Spades is a fun and exciting card game that people all around the world love to play. The game uses a standard 52-card deck and requires smart planning, guessing and teamwork. This guide will help you learn all the important parts, rules and ways to play the game well. After reading this, you'll be ready and confident to enjoy playing Spades.
Setting Up the Game
- Players: Spades requires four players, pairing up into two fixed partnerships. Teammates should sit across from each other to maintain a flow of play between alternating competitors.
- Deck: Use a normal set of 52 cards. Each suit has cards ranked from highest to lowest, starting with Ace, King, Queen and so on, down to the number two. Jokers are not used in this game.
Objective
- The main goal in Spades is to work with your partner to win tricks (rounds) and earn points. Together, you try to win the number of tricks you guessed.
Dealing the Cards
- Cards are dealt one at a time, clockwise, giving each player 13 cards.
- In each game, there are several rounds. The role of the dealer rotates clockwise each round, ensuring that each player gets a turn to deal the cards.
Bidding
- After looking at their cards, players guess how many tricks they think they and their partner will win together. This guess is called a bid.
- Starting with the player to the left of the dealer, everyone takes turns bidding in a clockwise direction, continuing until everyone has made a bid.
- A player has the option to bid Nil, indicating they won't win any tricks in the game. Successfully doing this awards their team an extra 100 points. However, if they fail, their team loses 100 points.
Playing the Game
- Starting a trick: Each trick begins with the first player putting down a card. The person sitting left of the dealer goes first. Spades are special cards that you can't use to start a trick unless Spades have been broken in a previous trick, or if a player only has Spades left in their hand.

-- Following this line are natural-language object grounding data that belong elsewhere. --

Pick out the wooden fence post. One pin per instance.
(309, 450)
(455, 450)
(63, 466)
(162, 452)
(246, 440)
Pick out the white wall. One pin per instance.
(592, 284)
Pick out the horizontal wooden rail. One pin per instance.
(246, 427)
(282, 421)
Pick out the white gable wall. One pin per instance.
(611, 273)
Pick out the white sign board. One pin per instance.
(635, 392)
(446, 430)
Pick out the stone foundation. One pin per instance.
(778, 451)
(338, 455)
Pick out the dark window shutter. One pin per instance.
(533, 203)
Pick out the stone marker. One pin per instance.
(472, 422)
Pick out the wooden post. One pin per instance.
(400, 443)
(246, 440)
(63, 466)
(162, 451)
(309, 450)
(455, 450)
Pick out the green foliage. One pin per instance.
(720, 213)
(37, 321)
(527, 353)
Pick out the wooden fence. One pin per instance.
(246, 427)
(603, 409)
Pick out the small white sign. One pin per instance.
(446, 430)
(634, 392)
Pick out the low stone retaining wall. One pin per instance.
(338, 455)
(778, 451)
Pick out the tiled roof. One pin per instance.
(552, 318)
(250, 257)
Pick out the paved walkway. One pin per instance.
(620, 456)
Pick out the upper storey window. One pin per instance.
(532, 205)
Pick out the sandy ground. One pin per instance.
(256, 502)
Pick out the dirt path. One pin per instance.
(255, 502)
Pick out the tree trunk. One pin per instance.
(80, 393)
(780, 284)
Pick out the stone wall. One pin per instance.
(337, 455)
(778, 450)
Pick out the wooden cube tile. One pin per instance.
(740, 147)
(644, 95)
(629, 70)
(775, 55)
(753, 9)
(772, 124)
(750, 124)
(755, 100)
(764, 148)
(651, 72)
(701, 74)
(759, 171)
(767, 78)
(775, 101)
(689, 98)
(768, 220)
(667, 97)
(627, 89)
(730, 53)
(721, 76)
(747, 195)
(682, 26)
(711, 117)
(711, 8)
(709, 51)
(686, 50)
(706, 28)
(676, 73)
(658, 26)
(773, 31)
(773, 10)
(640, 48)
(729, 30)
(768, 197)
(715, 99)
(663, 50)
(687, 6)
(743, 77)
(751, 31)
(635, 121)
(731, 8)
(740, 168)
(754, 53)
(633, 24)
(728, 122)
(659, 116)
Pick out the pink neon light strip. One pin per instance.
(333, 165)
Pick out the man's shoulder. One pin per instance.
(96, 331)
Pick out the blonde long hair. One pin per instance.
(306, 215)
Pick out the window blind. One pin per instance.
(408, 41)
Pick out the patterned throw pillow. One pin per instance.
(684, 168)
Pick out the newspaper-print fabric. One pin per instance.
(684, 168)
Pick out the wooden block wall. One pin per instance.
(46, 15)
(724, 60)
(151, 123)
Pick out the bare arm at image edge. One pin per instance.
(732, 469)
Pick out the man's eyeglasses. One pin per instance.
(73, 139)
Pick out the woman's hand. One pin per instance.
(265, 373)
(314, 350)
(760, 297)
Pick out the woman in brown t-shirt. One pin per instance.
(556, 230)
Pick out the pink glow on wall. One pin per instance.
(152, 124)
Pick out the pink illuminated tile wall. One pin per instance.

- Playing the Same Suit: Everyone needs to play a card of the same suit that the first player put down, as long as they have one. This is called following suit.
Winning a Trick
- The highest card of the starting suit usually wins the trick. But if there's a Spade, then the highest Spade wins instead.
- The trick’s winner starts the next one.
Scoring: Tracking Progress and Victory
- If a team reaches or goes beyond their bid, they get points. They earn 10 points for each trick they guessed they’d win and they get extra points, called bags, for additional tricks won. But, if a team gets 10 bags, they lose 100 points and this penalty is cumulative.
- If a team doesn’t reach their bid, they lose points. The points lost are ten times the number they bid.
Winning the Game
- The game of Spades is won by the first team to reach 500 points. This ends the game and that team is declared the winner.